It sounds like a distant dystopian crisis: a world where global food and water supply chains buckle under the strain of overpopulation and climate change, before being contaminated by weapons of mass destruction unleashed in a desperate fight for access to what little is left.
While the crisis may not be as unrealistic or far away as it seems, scientists are already coming up with potential solutions. One is the curiously named metal organic frameworks (MOFs), a powder of nano-engineered crystals with an apparently endless variety of uses.
One teaspoon of these crystals contain the surface area of an entire football field, and scientists have been able to customise them to absorb and store vast quantities of a desired substance.
In 1998 Professor Omar Yaghi, a chemist who now works at the University of California, Berkeley, made the breakthrough that showed it was possible to craft structures that can be imagined as metal scaffolding at a molecular level, bound together by organic links.
Less than two decades later, MOFs are being applied to purposes that even he could not have imagined, many of which would be particularly handy in a world falling apart – such as fabrics that can protect against chemical weapons, devices that can artificially replicate photosynthesis to transform carbon emissions into oxygen, and glowing crystals that can detect and trap contaminants in water.
Yaghi himself has developed a MOF that enables the harvesting of moisture out of the sky, and unlike other technologies that can already do this in high-humidity areas, the device using Yaghi’s powder works in the dry desertified conditions that are gradually expanding around the globe.
“We are living in an uncertain time,” Yaghi observes, “and fresh water is going to be one of the most precious and sought-after resources to humanity.”
In 2014, Yaghi reached out to MIT mechanical engineer professor Evelyn Wang about creating a machine capable of using his MOF technology.
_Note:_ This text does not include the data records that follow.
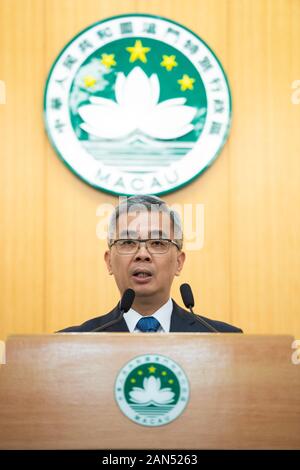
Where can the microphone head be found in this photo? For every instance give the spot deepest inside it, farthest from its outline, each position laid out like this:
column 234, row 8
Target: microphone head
column 187, row 295
column 127, row 300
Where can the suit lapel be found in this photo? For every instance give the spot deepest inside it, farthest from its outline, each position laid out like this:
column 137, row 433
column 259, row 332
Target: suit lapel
column 113, row 315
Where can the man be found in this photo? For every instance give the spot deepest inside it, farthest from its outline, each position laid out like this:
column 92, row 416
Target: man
column 144, row 254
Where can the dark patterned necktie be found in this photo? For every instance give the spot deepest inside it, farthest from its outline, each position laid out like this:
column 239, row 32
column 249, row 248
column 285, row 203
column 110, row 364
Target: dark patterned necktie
column 148, row 324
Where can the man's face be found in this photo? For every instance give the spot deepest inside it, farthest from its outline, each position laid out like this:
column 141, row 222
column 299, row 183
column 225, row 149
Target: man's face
column 160, row 269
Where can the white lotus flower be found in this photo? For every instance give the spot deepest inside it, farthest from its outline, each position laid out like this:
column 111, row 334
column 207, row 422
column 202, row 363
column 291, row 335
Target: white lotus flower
column 151, row 392
column 136, row 109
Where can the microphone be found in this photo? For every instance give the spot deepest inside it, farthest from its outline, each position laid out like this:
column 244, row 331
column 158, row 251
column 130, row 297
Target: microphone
column 188, row 300
column 125, row 304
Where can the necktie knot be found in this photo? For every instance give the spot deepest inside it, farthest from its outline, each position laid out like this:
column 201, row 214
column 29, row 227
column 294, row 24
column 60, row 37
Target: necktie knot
column 148, row 324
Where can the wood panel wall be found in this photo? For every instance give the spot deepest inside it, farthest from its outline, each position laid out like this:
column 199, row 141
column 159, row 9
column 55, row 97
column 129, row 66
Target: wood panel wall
column 248, row 273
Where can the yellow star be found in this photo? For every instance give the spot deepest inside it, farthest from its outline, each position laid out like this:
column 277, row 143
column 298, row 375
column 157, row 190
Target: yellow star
column 89, row 81
column 108, row 60
column 138, row 52
column 169, row 62
column 186, row 83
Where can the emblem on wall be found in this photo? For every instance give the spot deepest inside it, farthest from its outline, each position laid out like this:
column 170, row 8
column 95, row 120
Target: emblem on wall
column 152, row 390
column 137, row 104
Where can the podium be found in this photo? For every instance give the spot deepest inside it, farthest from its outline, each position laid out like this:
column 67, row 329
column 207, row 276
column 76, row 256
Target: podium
column 65, row 391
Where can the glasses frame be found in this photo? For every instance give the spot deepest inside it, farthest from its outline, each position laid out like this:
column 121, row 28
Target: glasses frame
column 144, row 240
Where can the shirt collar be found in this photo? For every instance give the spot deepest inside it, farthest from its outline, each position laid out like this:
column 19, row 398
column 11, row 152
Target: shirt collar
column 163, row 315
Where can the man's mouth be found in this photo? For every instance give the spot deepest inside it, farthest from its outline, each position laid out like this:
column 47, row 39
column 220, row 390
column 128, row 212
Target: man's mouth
column 142, row 274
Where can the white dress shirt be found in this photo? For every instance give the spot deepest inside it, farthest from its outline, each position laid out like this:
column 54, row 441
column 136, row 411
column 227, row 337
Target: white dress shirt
column 163, row 315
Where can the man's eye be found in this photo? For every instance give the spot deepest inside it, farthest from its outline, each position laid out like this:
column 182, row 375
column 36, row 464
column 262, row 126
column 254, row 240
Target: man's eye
column 158, row 243
column 128, row 242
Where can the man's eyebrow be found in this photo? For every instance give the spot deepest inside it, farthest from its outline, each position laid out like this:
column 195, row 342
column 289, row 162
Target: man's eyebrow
column 127, row 234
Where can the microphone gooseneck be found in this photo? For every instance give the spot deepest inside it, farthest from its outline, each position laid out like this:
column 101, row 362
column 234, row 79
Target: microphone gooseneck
column 188, row 300
column 125, row 304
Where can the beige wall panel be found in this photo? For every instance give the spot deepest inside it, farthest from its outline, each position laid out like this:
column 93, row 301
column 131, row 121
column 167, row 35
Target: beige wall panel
column 52, row 273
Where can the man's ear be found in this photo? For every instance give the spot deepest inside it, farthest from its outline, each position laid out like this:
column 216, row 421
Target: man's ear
column 180, row 262
column 107, row 260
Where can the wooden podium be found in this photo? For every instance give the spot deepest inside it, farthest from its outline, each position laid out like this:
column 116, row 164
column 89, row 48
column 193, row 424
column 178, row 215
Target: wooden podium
column 57, row 392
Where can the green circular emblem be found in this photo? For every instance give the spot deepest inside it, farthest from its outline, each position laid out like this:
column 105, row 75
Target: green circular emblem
column 152, row 390
column 137, row 104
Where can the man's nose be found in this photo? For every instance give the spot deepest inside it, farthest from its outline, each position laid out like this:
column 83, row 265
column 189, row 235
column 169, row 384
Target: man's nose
column 142, row 252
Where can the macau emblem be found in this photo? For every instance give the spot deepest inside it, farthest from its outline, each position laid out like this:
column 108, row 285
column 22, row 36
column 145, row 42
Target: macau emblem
column 152, row 390
column 137, row 104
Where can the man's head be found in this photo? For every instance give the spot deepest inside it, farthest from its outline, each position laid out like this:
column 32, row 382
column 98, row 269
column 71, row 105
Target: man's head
column 146, row 267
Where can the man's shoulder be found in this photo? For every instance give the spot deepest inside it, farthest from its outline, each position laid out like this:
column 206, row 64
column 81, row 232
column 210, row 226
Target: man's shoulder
column 184, row 320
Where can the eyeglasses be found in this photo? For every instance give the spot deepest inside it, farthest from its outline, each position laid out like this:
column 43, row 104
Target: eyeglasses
column 130, row 246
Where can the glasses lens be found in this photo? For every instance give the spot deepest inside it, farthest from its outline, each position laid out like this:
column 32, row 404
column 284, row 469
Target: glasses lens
column 127, row 246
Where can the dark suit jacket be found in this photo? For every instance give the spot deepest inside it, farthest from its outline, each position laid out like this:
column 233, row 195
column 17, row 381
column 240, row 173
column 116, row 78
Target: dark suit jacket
column 181, row 321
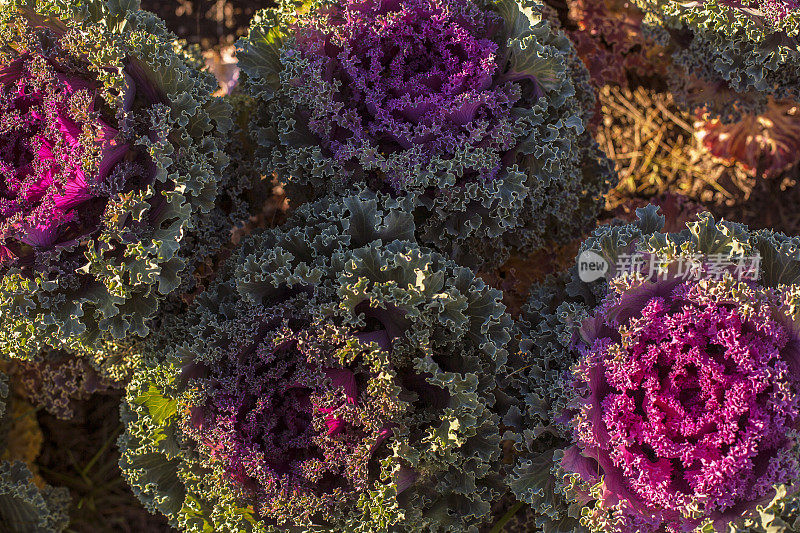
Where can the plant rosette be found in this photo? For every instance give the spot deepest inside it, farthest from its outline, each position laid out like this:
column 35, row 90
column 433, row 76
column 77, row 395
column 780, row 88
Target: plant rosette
column 477, row 110
column 108, row 154
column 664, row 401
column 336, row 377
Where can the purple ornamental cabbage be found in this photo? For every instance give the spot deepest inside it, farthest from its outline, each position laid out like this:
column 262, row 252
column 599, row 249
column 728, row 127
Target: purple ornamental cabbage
column 416, row 75
column 665, row 400
column 50, row 129
column 109, row 157
column 687, row 404
column 288, row 432
column 475, row 109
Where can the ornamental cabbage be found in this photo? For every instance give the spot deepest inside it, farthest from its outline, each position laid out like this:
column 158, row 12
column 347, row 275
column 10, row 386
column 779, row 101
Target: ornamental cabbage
column 107, row 157
column 336, row 376
column 735, row 54
column 477, row 110
column 664, row 401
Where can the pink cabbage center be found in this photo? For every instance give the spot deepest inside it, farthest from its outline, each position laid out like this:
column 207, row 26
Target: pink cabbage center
column 51, row 136
column 692, row 403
Wang and her team developed a transparent box with a top surface painted black to absorb solar heat, which prompts a reaction that delivers enough drinking water for a person’s daily needs with 1kg of the powder, even in areas of 20% air humidity.
“During the night, these MOFs soak up the water from air, and when the sun comes up, the MOFs will release water to be collected due to the warmth of the sun,” Yaghi says. “Then these empty MOFs will be ready to absorb water from the air at night again.”
Yaghi hopes these devices will enable people to access what he calls “personalised water” – off-grid and free of any impurities.